@penderton: I think someone said something about certain parts being third person, or someone from CDPR saying that you will get plenty of chances to see your character. I don't know if that's good enough for you, but it won't be completely first person.
The lack of classes really disappoints me. I was expecting this game to be Vampire: The Masquerade but with a cyberpunk aesthetic and an open world. Now it looks like we're just getting another FPS-RPG loot'em up with rail roaded TellTale dialogue choices, with the open world being a static backdrop. I guess that's all you can do with the RPG genre when budgets are far too massive to not make visuals, animation, and art your marketing tool.
that's not what it sounds like at all based on Austin's and Patrick's impressions.

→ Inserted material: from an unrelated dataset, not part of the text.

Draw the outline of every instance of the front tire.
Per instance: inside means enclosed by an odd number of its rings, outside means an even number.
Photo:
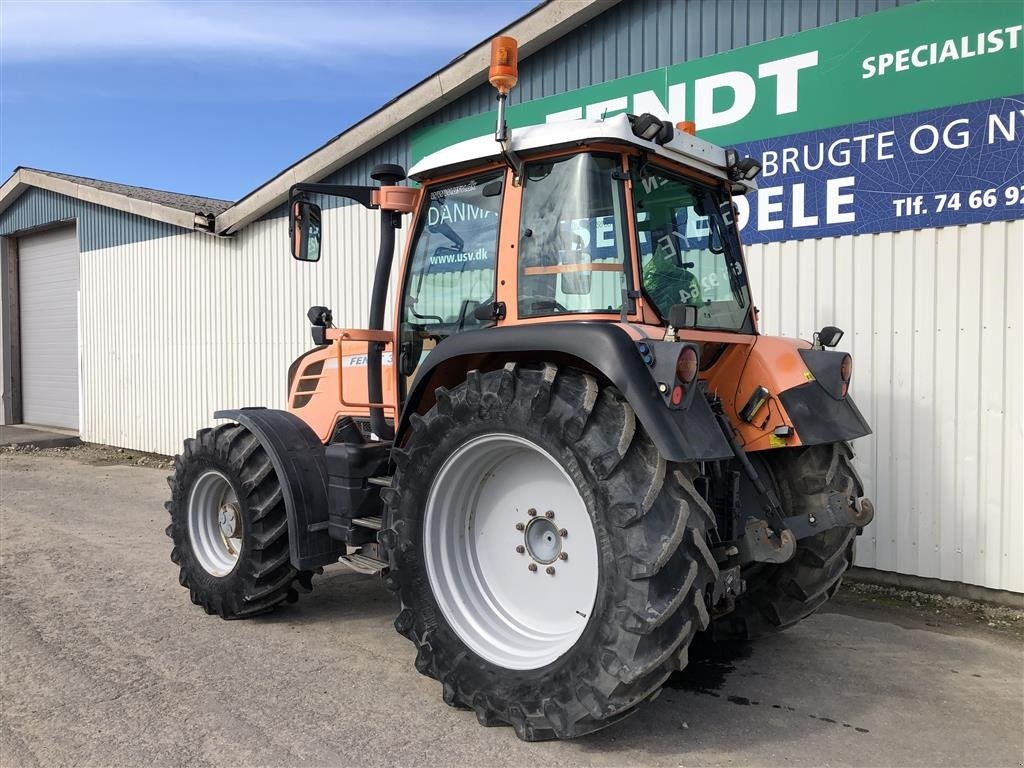
[[[708,625],[713,517],[694,468],[665,462],[622,395],[578,371],[471,371],[436,400],[395,452],[380,538],[416,668],[526,740],[630,714]]]
[[[289,557],[281,484],[259,440],[239,424],[185,441],[167,478],[171,561],[192,602],[224,619],[246,618],[309,591],[312,573]]]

They described the open world as feeling dense in a way no other open world has at all, that the dialogue choices are significant in that they feel like they give your character real agency, both in decisions and in how to progress (talk your way out of something or pull out your gun, both as a threat and to just start shooting). It doesn't sound like loot is a huge component to the game at all, at least not in the Destiny/Diablo sense.
I don't think the lack of character classes suggests anything about how RPG/non-RPG it is at all. I like RPGs that don't lock you into a character archetype from minute one and instead let you mix and match; I also think it makes more sense in this setting as opposed to a fantasy setting; when you're a wizard or whatever it makes sense that magic is a inborn talent, but when your powers seem to mostly come from cybernetic implants and technology it makes sense that the technology you implant/equip affects what kind of abilities you have. Stuff like damage numbers and the powers/abilities press people are talking about witnessing, combined with CDPR saying it's an RPG game first and an action game second, suggest that it's going to be much more of an RPG than a shooter.
That is good to hear. It's stuff like this on why I can't stand closed door demos on highly anticipated games.